10kW级光纤激光厚板焊接表面塌陷的试验研究

中国机械工程 ›› 2014, Vol. 25 ›› Issue (14): 1960-1966.

10kW级光纤激光厚板焊接表面塌陷的试验研究

陈根余;周宇;张明军;李时春

湖南大学汽车车身先进设计制造国家重点试验室,长沙,410082

出版日期:2014-07-25 发布日期:2014-08-25
基金资助:
国家自然科学基金资助项目(51175165);国家科技重大专项(2013ZX04001131)

Study on Surface Undercut of Laser Welding of Thick Plate with 10kW Class Fiber Laser

Chen Genyu;Zhou Yu;Zhang Mingjun;Li Shichun

State Key Laboratory of Advanced Design and Manufacturing for Vehicle Body,Hunan University,Changsha,410082

Online:2014-07-25 Published:2014-08-25
Supported by:
National Natural Science Foundation of China（No. 51175165）;National Science and Technology Major Project ( No. 2013ZX04001131)

摘要/Abstract

摘要：

针对12mm厚的SUS 304不锈钢板的大功率光纤激光焊接过程中,焊缝表面容易出现塌陷的问题,利用高速相机及“三明治”焊接方法拍摄了熔池的流动状况。讨论了焊接位置和焊接速度以及底部驼峰的形成对表面塌陷的影响,研究了塌陷产生的原因。结果表明:从水平焊接位置到竖直焊接位置的过程中,表面塌陷平均深度逐步减小。焊接速度越小,小孔前沿孔壁上“凸台”越大，表面塌陷越严重。底部驼峰的形成，导致熔池熔融金属不足，形成表面塌陷。
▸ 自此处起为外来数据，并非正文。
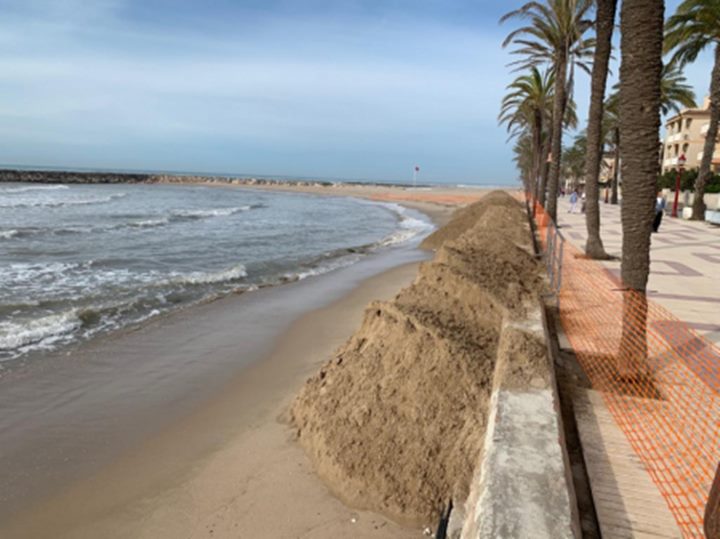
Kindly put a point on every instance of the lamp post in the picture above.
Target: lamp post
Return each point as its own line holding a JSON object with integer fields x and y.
{"x": 681, "y": 164}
关键词: 激光技术, 激光焊接, 表面塌陷, 厚板, 焊接方位, 高速摄像

Abstract:

Due to surface undercut in the process of welding of SUS 304 stainless steel plate with 12mm thickness using high power fiber laser, the flow of molten pool was captured by a highspeed camera based on “sandwich” method. The influences of the welding orientations, welding speed and the root hump on the surface undercut were discussed, and the formation causes of the surface undercut were investigated. The results show that the average depth decreases gradually with varying the welding orientations from horizontal orientation welding to the vertical orientation welding. Moreover, as the welding speed becoming smaller, the size of the “shelf” on the keyhole front wall increases and the undercut becomes deeper. With generation of the root hump, the top molten pool lacks the liquid metal resulting in surface undercut.
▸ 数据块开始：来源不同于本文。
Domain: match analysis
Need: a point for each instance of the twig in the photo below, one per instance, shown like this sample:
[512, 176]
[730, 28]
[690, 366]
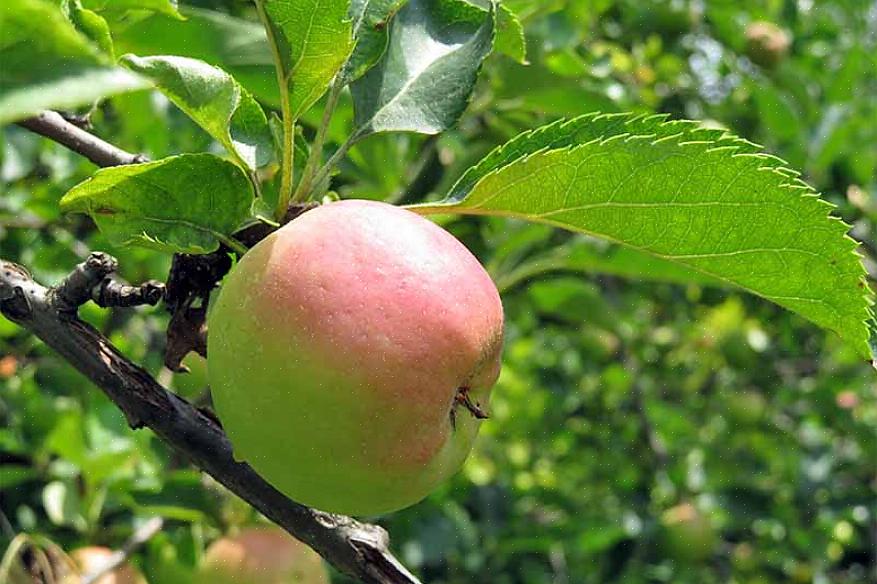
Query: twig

Key words: laser technique, laser welding, surface undercut, thick plate, welding orientation, high speed photography

中图分类号:

TG456.7

陈根余, 周宇, 张明军, 李时春. 10kW级光纤激光厚板焊接表面塌陷的试验研究[J]. 中国机械工程, 2014, 25(14): 1960-1966.

Chen Genyu, Zhou Yu, Zhang Mingjun, Li Shichun. Study on Surface Undercut of Laser Welding of Thick Plate with 10kW Class Fiber Laser[J]. China Mechanical Engineering, 2014, 25(14): 1960-1966.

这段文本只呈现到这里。